1. Table of contents;
2. Printed Application form;
3. Non EEA's original Passport and 2 Passport sized pictures;
4. Non EEA's letter;
5. EEA national’s letter stating that Non EEA is flying to UK with them;
6. EEA national’s certified copy of Italian Passport
7. Civil Union Certificate (Dated April 8th 2015. Translated and certified)
8. Evidence of durable relationship:
a. 15 photos of several occasions (including Civil Union) mainly with family/friends with brief explanation;
b. 8 Facebook private messages going over the span of 2 ½ years; 
c. 5 Facebooks posts (anniversaries, birthdays, etc);
d. 5 Instagram posts (anniversaries, birthdays, etc)
e. Email log going over the span of 2 ½ years;
f. 3 months of non-EEA’s Cellphone bills/ Credit Card statements & EEA national’s Credit Card statements under the same address. Original and copy
g. Confirmation email & plane tickets from our recent holiday together.

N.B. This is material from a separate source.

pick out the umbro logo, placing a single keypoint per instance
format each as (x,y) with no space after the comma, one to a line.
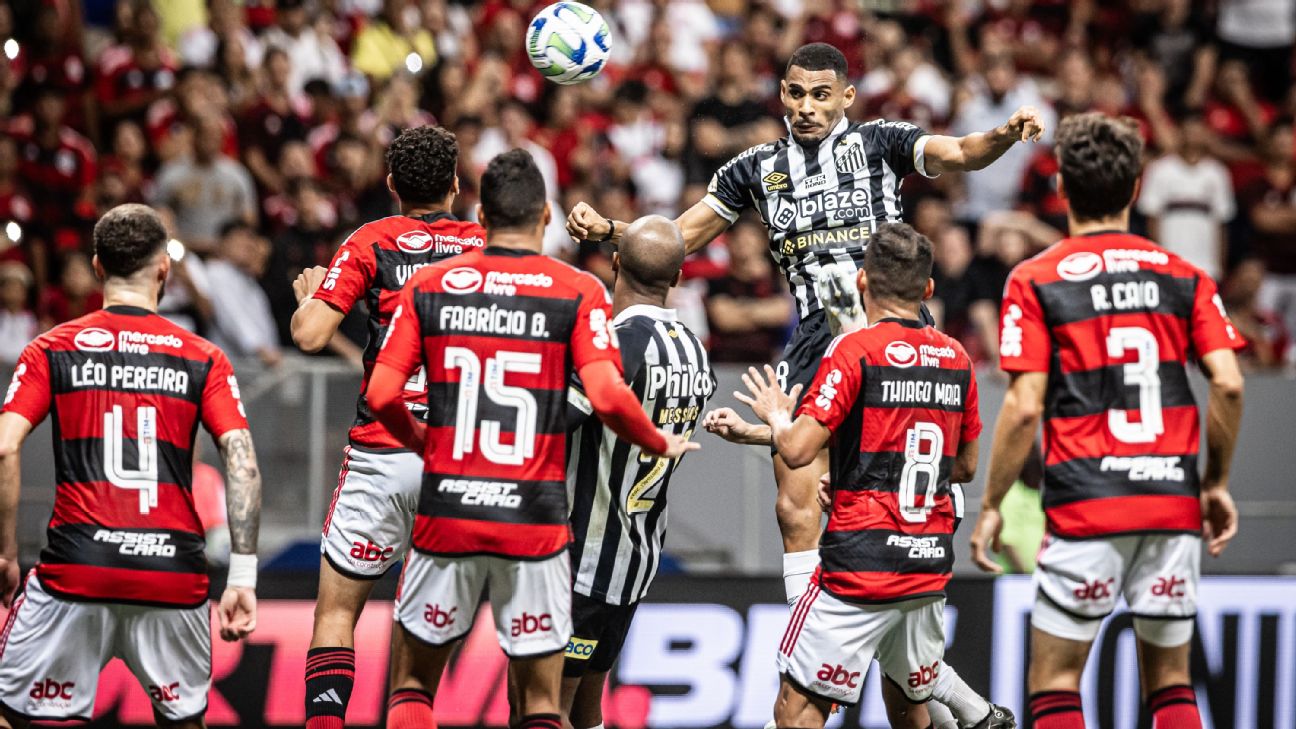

What do you think? Anything I should change? 


Any comment is welcomed and appreciated!!!


----------



## Rocketlenz (Sep 9, 2014)

Joppa are you out there? I'd appreciate some feedback on the letters and table of contents. Thank you!


----------



## Joppa (Sep 7, 2009)

A bit over the top but ok.


----------



## Rocketlenz (Sep 9, 2014)

Thanks Joppa!!! Can I ask.. over the top as in too romantic in nature, exaggerated? I guess I could tone it down. Thing is we've been in an civil union for barely a month and need to be in London the week of August 4th so I don't want to leave any room for refusal in grounds of marriage of convenience. We don't have any bank accounts in both our names. Only photographic evidence of 3 years relationship and 3 months worth of bills under same address (we don't even lease) Thank you so much for your help. I know all I can is send it and wait for response but I'd like to send a strong application to minimize risks


----------



## Rocketlenz (Sep 9, 2014)

Joppa said:


> A bit over the top but ok.


I have changed a bit, try to make them less emotional. What do you think?





SPONSOR LETTER said:


> To the Entry Clearance Officer:
> 
> My name is Sponsor, I'm an EU citizen and I would like to sponsor my wife Applicant for an EEA Family Permit on the basis of marriage so she may travel with me to the UK.
> 
> ...






APPLICANT LETTER said:


> To the Entry Clearance Officer:
> 
> My name is Applicant and I’m happily married to Sponsor.
> 
> ...



Thanks for the advice!


Cheers


----------